The $600 benefit, it found, would mean that 5 of 6 recipients earn more on unemployment than they would expect from work. As a result, employment would be lower if the benefits were extended through the end of January and remain lower in the five months after they expire. Growth, however, would be higher while the benefits are in place, but lower later, as people who remained outside the workforce struggled to find jobs.
Two former Federal Reserve chairs, Janet Yellen and Ben Bernanke, have urged Congress to extend benefits in some capacity.
“You can lower the $600 so that the replacement ratio is not above 100 percent,” said Bernanke, who oversaw the Fed’s response to the Great Recession, in congressional testimony Friday.
There was room, he added, for an “appropriate incentive to go back to work without taking away support for the unemployed,” such as a tax credit for rehired workers.
With benefits already set to start expiring at the end of this week, Republicans on Capitol Hill have floated an idea of reducing the benefit to $400, a figure the U.S. Chamber of Commerce suggested Congress not exceed in its COVID-19 package.
But Bovino said that even dropping the benefit to $400 a week would undermine the recovery. S&P Global estimates the economy would bounce back from its sharp second quarter drop with an annualized 22.2 percent spike to gross domestic product if the current policies are kept in place.
But reducing the benefit by even $200 would reduce that number by a whopping 4 percentage points, to just 18 percent.

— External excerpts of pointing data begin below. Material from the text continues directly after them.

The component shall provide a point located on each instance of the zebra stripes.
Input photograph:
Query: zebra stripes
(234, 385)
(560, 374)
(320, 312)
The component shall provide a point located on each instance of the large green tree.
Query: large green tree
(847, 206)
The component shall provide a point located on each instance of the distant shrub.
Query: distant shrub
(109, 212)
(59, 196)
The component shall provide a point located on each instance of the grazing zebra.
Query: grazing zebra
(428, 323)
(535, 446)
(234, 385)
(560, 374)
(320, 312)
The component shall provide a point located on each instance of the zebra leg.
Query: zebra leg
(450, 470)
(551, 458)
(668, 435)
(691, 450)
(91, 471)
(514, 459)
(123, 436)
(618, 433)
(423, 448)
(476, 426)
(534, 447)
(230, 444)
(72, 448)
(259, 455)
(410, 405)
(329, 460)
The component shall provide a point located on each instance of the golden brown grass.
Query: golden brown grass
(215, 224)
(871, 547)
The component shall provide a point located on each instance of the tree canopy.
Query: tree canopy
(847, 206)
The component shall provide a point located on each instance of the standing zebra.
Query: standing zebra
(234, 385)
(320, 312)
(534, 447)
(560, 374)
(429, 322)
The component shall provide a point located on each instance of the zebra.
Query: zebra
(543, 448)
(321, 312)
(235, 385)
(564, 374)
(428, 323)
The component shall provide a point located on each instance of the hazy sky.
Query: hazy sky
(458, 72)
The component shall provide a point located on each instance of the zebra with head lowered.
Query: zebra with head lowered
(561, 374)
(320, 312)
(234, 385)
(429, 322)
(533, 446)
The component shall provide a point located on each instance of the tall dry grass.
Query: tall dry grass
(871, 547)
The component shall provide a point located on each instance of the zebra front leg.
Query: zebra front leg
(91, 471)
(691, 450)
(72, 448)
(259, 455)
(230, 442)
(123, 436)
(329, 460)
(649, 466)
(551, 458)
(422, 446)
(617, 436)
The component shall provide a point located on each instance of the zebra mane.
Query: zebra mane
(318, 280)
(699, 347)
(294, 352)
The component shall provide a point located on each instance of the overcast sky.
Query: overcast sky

Those estimates could be optimistic, Bovino noted, given the resurgence of the virus.
California, Texas and Florida — three states with major outbreaks that have had to reimpose tougher social distancing measures — account for 28 percent of the U.S. economy.
Tighter measures will only mean lower growth and higher unemployment, making unemployment insurance all the more crucial.
“Now’s not the time to quibble over pennies,” Bovino said. “If the negotiations stop on something like this, then we all go down.”